At that time, the FARC seemed to have the upper hand against Colombia's historically feckless state and its even more dysfunctional military. Back then, Washington "was seriously considering whether the FARC might win," U.S. Ambassador to Colombia William Brownfield told TIME recently. But the Clinton and Bush II Administrations, still constrained by bitter memories of America's involvement in the Vietnam and Central American conflicts of a generation ago, couldn't stick their hands too directly into Colombia's four-decade-old civil war. What they could do, however, was cloak counter-insurgency as drug interdiction. It's a strategy backed by Colombia's conservative and widely popular President Alvaro Uribe, who since his election in 2002 has made his priority security and the resurrection of the country's armed forces in its fight against the FARC — which killed his father in 1983. (Uribe, however, is also embroiled in a scandal over his government's alleged ties to Colombia's bloodthirsty right-wing paramilitary armies, which are also narco-fueled and on State's terrorist list.)

So while the cultivation of coca, cocaine's raw material, is up again, the FARC is down — from close to 20,000 fighters in the 1990s to about half that today. A big reason is that the military in recent years has killed or arrested command figures like the bearded and glib Reyes, 59, who was one of the less mysterious FARC comandantes because of his role as media flack. His real name was Luis Edgar Devia Silva — and his satellite phone apparently gave away his location in remote southwestern Colombia, near or across the Ecuadoran border. Bogota has also begun extraditing FARC leaders to the U.S., and two of them were recently convicted and handed lengthy federal prison sentences. It's not even certain if the FARC's 77-year-old leader, Manuel Marulanda (known as Tirofijo, or Sureshot) is still alive; and morale among the rebels' rank and file is said to be crumbling.

The FARC, perhaps the last leftist guerrilla army in a hemisphere where they were once iconic, used to have international legitimacy and sympathy in its fight against Colombia's epic inequality; but that was before it became widely branded as a "narco-guerrilla" group. Perhaps panicked by its dark fortunes of late, the FARC has been trying in recent months to reverse its mafioso image by releasing some of its higher-profile hostages — but not the three U.S. defense contractors it abducted in 2003 after their plane crashed in southern Colombia. Those men — Keith Stansell, Thomas Howes and Marc Gonsalves — completed five years in FARC captivity last month. Martin Sombra, the FARC veteran who admits to having been one of the jungle jailkeepers of the three Americans, was captured by Colombian authorities last week. But his arrest is unlikely to help get the Americans released by the FARC, which is demanding the release of its members held in the U.S. as a precondition.

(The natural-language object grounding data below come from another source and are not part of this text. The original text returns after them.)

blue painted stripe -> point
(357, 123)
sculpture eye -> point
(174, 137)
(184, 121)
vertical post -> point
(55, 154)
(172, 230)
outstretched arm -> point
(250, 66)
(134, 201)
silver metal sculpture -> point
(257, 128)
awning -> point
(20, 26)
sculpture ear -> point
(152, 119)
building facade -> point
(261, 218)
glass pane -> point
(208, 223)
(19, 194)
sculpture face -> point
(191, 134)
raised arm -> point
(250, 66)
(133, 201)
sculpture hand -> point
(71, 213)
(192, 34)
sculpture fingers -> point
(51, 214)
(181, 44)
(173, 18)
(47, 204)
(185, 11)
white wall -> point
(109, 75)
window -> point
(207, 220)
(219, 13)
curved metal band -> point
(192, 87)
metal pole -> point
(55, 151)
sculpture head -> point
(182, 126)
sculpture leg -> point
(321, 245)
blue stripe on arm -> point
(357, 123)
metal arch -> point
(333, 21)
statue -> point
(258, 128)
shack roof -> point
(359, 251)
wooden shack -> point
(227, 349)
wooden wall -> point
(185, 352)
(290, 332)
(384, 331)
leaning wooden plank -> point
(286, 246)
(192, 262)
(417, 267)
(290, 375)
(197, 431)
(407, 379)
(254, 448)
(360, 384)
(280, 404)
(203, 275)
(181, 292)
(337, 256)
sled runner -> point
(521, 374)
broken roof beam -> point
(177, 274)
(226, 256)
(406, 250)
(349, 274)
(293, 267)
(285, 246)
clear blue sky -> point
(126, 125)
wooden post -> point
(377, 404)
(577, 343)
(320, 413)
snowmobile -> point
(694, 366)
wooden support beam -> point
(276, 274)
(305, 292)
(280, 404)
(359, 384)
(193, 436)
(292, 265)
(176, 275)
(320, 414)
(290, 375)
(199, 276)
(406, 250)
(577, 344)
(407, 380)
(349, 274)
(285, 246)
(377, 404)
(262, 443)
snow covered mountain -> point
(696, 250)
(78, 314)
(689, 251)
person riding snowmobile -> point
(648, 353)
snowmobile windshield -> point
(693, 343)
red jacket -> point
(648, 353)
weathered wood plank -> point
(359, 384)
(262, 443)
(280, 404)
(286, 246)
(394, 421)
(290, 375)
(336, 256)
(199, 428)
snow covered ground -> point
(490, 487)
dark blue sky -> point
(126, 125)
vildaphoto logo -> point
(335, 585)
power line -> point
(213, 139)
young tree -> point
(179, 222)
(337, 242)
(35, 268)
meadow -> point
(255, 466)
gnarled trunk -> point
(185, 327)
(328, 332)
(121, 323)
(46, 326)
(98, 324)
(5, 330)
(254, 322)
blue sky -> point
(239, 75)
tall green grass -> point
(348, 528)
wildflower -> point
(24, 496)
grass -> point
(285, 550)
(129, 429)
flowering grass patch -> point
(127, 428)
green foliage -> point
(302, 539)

Reyes' death, of course, won't end the Colombian conflict. And it won't remedy the dark social ills, especially the misery of millions of neglected rural Colombians, which started the civil war in the first place. Concern about that aspect of Colombia's tragedy, in fact, has prompted the U.S. Congress to slash President Bush's 2008 military aid request for Colombia by 30% — not least of all because even Colombia's modernized military is still reportedly prone to ugly human rights abuses — and to raise social and economic aid by 70%.

As for drug interdiction, maybe Plan Colombia's billions are better spent on counter-insurgency after all, since the voracious U.S. and European appetite for snorting coke — widely regarded as the real cause of the drug crisis — shows little if any sign of abating. As Michael Reid notes in his insightful new book on Latin America, Forgotten Continent, "Plan Colombia [has] proved to be far more effective as a counter-insurgency plan than as an anti-drug plan, though it [has] been sold to the American public as the latter." The U.S. had put a $5 million bounty on Reye's head — and the Bush Administration is betting that as more headlines like his death come out of Colombia, the American public might not care all that much about being fooled.